Shadow of the Vampire, 2000
In this blend of horror and satire, John Malkovich plays the great silent director F.W. Murnau and Willem Dafoe plays the vampire. Murnau is filming Nosferatu and, unbeknownst to the actors and crew, has cast the real thing in the title role. Never has a temperamental and demanding star done more damage on the set. “How dare you destroy my cinematographer!” Murnau shouts, shortly before his film’s lead smugly observes that they don’t really need the writer anymore.
French Cancan 1954
Imagine a sumptuous Hollywood musical without the Hays Code. That’s Renoir’s French Cancan, a lively, fictionalized retelling of the revival of the French Cancan at the Moulin Rouge in the 1880s. The heroine, a young laundress, casually loses her virginity within the first half hour of the film, then spends the rest of it concentrating on her dancing. (I believe this movie just might pass the Bechdel test.) The climax of the movie, the Cancan’s re-introduction at the newly opened Moulin Rouge, can be enjoyed on a device, but truly should be seen on a big screen. That scene alone would be worth the price of admission.

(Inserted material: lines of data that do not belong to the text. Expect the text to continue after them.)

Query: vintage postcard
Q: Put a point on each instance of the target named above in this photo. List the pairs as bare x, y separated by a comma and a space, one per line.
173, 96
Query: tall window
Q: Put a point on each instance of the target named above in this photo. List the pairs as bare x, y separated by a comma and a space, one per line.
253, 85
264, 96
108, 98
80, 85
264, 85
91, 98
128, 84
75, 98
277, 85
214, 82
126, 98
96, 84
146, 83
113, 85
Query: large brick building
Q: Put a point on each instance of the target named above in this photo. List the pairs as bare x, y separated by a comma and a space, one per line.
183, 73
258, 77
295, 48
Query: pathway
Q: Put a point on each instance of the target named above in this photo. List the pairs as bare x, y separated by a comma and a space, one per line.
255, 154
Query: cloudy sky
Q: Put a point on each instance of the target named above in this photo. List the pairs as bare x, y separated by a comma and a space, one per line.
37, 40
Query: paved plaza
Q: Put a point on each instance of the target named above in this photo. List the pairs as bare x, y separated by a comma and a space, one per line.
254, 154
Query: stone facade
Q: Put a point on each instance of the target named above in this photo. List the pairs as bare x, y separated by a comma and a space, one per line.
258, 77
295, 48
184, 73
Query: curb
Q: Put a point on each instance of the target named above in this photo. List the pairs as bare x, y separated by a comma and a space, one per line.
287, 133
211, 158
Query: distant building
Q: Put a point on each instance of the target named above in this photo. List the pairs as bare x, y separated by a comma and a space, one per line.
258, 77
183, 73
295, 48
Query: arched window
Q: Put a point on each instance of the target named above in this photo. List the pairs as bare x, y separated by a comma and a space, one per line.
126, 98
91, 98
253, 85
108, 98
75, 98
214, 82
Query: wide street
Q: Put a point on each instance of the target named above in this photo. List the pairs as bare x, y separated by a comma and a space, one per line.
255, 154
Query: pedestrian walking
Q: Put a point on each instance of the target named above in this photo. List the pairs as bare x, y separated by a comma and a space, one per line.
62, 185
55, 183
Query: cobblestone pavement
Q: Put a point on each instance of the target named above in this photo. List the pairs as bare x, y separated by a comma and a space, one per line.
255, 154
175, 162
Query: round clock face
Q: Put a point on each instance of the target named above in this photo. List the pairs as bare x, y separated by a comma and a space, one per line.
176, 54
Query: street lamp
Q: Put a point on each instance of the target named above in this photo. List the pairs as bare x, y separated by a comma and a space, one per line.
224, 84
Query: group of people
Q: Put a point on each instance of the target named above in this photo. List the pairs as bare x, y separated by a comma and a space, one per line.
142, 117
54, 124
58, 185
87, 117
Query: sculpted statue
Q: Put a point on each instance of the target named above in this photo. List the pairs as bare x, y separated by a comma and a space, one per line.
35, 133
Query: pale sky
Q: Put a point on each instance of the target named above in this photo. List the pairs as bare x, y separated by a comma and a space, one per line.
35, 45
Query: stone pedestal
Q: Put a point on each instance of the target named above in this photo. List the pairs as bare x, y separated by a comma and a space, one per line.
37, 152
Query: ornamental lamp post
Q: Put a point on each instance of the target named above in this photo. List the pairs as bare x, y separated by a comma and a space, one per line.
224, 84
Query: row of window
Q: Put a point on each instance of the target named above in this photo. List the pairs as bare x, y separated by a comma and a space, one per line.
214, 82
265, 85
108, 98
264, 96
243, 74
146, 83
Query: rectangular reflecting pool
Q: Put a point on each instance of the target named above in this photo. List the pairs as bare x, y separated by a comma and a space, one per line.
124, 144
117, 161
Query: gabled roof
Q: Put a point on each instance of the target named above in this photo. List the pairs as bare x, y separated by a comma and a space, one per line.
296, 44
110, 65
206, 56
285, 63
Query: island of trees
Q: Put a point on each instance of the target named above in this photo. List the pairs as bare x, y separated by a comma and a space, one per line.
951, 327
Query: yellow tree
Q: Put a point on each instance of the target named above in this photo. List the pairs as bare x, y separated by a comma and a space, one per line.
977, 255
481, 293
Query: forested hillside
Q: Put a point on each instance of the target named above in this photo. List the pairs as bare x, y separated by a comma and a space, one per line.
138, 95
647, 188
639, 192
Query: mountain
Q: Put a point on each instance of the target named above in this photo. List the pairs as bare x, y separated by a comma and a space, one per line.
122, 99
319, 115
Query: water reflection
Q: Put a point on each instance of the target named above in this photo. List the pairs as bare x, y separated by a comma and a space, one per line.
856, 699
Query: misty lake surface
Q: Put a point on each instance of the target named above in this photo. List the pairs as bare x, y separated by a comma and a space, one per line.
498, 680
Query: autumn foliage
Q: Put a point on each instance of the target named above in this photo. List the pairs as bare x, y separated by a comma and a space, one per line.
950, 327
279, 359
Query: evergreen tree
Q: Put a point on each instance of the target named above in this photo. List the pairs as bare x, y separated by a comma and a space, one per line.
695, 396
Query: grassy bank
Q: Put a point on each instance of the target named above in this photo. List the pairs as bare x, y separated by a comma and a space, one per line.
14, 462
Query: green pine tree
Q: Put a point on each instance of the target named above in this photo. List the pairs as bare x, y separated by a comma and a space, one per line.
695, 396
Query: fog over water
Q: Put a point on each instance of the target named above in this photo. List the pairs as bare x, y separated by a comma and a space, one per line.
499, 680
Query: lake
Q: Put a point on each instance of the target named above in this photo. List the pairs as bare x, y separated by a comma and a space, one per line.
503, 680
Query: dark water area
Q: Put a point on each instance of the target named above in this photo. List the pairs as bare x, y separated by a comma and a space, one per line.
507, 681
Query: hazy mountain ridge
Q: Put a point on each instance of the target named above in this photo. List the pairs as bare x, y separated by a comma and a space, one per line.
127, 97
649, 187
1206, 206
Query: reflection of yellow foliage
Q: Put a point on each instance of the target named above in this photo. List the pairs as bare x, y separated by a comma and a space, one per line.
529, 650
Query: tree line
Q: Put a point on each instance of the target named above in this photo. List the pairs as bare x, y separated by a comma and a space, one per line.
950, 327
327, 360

Carnival in Flanders, 1935
The plot is simple. It’s 1616, during the Spanish occupation of Flanders. A small Flemish town is preparing for its carnival when news comes of a Spanish duke and his entourage coming through. Fearing pillage and rapine, the mayor decides to play dead and the men go into hiding, while their disgusted wives choose to greet and welcome the visitors. The result is a funny, frequently biting film about the women running the town and having a helluva good time with the Spaniards. (I recommend the crisp Criterion copy, and not the older version of the original American release, which has bowdlerized subtitles.)
The Great Dictator, 1940
This film about the Nazis made its contemporaries uncomfortable. They felt Hitler was not a good subject for satire. It is now seen as one of Chaplin’s best. Charlie Chaplin plays a double role as both a poor, shell-shocked Jewish veteran of WWI, and the ruthless, anti-Semitic dictator of Tomania, Adenoid Hynkel. Excellent satire about anti-Semitism, media, and class — especially when the Jewish barber joins forces with a brave-but-cluelessly-entitled German aristocrat who opposes Nazism. Most famous now for Chaplin’s closing speech as the unnamed Jewish veteran disguised as Hynkel. Which brings us to…
Schtonk, 1992
Those of us old enough to remember the wall coming down also may remember the Hitler Diaries scandal in the early 1980s, which fooled Hugh Trevor-Roper, Stern, and The Sunday Times before being exposed, not only as a forgery but a bad forgery. Schtonk, is a blackly funny German satire about the scandal that makes Mel Brooks’ The Producers look like a heartwarming family comedy. (“Schtonk!” is an exclamation in the imaginary language of Tomania from Chaplin’s film.)
Look Who’s Back, 2015
Hitler has been inexplicably resurrected in 21st century Berlin — and not the addled, Parkinsons-afflicted old man of 1945, but the younger sharp-witted version who became chancellor in 1933. He quickly susses out where he is and adjusts, while Berliners assume he’s merely a performance artist who never breaks character. Though he never denies who he is, he soon achieves a frightening level of celebrity. One of the best scenes involves Hitler meeting an elderly survivor of the camps, a woman too far gone in dementia to doubt who or what she is seeing. She reacts, not with amusement, but with gratifying rage and contempt.